Im Buch „Die Angst – Dein bester Freund“ beleuchtet Alexander Huber die Psychologie des Bergsteigens. Der Kletterer nimmt die Leser mit zu den Meilensteinen seines Lebens – bis hin zur Angststörung, unter der er litt. Gut geschrieben – und die Fotos sind der Knaller. Bergwelten Verlag, 22 Euro. 

HNA-Redakteurin Claudia Brandau ist mit den Huberbuam geklettert

Als die Huberbuam 1992 Routen im elften Schwierigkeitsgrad kletterten, konnte sich keiner vorstellen, dass das überhaupt möglich sein könnte: Die Brüder bewältigten senkrecht stehende Felswände ohne Sicherung.
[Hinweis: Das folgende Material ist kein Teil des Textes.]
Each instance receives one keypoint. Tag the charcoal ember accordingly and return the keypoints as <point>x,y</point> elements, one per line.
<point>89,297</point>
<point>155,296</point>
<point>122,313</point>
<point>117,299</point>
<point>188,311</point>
Das kann man sich nicht vorstellen, wenn man zum ersten Mal das Klettergeschirr anlegt und die Route am Felsen sieht, die Thomas Huber mit der Anfängertruppe gehen will. Für Huber könnte es genauso gut der Gang zum Bäcker sein, so geschmeidig steigt er auf. Der Mann muss ein Gecko-Gen haben. Ungesichert turnt er nach oben, um die Sicherungsleine anzubringen. Dann erst sollen die Anfänger folgen.
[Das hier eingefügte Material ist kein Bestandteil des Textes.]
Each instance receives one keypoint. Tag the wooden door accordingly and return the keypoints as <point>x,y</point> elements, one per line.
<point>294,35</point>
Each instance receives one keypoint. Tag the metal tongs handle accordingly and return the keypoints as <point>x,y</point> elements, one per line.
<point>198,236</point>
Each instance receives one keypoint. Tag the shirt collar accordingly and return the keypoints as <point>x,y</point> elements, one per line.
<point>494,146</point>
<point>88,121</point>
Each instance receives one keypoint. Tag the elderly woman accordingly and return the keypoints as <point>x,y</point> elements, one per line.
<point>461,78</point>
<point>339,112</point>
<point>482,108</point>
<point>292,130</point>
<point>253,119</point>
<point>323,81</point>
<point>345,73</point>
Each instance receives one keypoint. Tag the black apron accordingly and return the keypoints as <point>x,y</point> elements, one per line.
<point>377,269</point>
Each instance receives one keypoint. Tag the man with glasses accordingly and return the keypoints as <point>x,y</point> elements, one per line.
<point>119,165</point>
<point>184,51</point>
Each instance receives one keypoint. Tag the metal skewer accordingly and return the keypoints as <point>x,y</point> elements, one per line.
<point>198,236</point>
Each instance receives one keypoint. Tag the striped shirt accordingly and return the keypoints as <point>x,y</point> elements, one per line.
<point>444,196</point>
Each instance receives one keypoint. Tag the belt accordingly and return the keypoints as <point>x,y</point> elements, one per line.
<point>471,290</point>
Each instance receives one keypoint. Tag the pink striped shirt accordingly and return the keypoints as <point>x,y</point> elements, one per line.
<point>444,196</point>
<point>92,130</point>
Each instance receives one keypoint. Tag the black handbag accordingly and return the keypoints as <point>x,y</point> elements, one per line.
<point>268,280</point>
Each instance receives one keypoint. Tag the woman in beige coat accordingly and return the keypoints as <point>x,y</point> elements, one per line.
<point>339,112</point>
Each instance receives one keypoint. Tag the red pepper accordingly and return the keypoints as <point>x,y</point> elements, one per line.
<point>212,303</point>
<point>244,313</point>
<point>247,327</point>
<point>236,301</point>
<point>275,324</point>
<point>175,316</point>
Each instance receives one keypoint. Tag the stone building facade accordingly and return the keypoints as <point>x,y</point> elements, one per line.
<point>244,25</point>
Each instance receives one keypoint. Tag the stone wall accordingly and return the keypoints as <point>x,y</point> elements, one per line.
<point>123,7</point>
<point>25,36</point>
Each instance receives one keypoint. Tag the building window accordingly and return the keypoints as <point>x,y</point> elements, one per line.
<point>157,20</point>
Die stehen ratlos unten am Berg und fragen sich, ob sie ihm denn wirklich folgen wollen. „Äh, wie kommen wir wieder runter?“, frage ich den Herrn von der Bergrettung, den es amüsiert, wie sich die Preußen am Berg plagen. „Der Huber Thomas seilt euch ab“, sagt Jakob Brandner. Und weiß, was er damit auslöst: Sorge.
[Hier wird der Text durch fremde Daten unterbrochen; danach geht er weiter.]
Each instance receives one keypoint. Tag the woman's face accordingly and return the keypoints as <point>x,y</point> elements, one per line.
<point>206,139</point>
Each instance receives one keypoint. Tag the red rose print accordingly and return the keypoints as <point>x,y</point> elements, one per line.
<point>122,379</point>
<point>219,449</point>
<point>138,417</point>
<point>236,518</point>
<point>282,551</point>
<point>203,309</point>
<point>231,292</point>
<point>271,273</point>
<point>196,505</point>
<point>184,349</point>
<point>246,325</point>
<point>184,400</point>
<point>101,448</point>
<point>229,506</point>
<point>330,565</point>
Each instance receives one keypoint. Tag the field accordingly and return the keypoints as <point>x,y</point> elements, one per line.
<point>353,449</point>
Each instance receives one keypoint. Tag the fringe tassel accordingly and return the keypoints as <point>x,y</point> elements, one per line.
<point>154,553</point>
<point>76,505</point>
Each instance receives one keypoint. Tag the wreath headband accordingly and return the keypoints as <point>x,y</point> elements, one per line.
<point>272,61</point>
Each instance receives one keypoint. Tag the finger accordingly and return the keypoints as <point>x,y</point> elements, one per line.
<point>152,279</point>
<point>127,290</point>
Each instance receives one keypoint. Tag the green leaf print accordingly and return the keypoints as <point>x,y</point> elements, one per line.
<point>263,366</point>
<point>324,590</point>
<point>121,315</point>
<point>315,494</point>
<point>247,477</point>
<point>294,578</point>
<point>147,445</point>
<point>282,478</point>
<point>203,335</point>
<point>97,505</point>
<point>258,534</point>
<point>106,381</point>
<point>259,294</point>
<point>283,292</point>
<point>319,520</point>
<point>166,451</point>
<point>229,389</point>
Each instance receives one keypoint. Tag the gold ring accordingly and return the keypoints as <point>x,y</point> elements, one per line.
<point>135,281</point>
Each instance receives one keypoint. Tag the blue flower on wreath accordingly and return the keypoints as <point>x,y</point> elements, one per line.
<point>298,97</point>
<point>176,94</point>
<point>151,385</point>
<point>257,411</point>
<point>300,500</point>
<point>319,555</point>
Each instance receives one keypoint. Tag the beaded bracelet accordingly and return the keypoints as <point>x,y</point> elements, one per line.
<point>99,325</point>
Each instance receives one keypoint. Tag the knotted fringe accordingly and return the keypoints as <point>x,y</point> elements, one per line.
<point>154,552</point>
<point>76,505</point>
„Auf geht’s“, sagt Brandner und folgt den ersten nun doch Unfreiwilligen, die zögerlich den ersten Schritt setzen. Da ist Huber mit den Seilen auf den Schultern einfach so rauf? Ohne sich am Felsen festzuklammern und laut um Hilfe zu rufen? Ist er. Himmel! Ich klinke mich an der Sicherungsleine ein, die er mittlerweile angebracht hat.

„Das schaut gut aus!“, ermuntert mich die Truppe von unten. Es nutzt wenig. Ich bin zu klein, die Angst zu groß, die Beine zu kurz: Statt fix und elegant zu kraxeln, setze ich die Füße in Zeitlupe. Irgendwann bin ich dann doch oben, Huber lobt mich überschwänglich. Er macht sich an meinen Gurten zu schaffen: Jetzt geht es runter. „Lass los!“, ruft er und seilt mich ab. Wie, loslassen? Aber ich werde mutiger, plötzlich macht es Spaß, ich fühle mich sicherer – wem soll man denn vertrauen, wenn nicht dem Weltmeister?

Unten angekommen, atme ich durch. Es war nicht der elfte, sondern eher der nullte Schwierigkeitsgrad. Thomas Huber lobt trotzdem: „Man muss sich auch mal Dinge trauen, die man noch nie gemacht hat. Aber dabei immer wissen, wo die Grenzen sind.“ Die hat mir der Berg klar aufgezeigt. Eleganz geht zwar ganz anders – stolz bin ich trotzdem. (Claudia Brandau)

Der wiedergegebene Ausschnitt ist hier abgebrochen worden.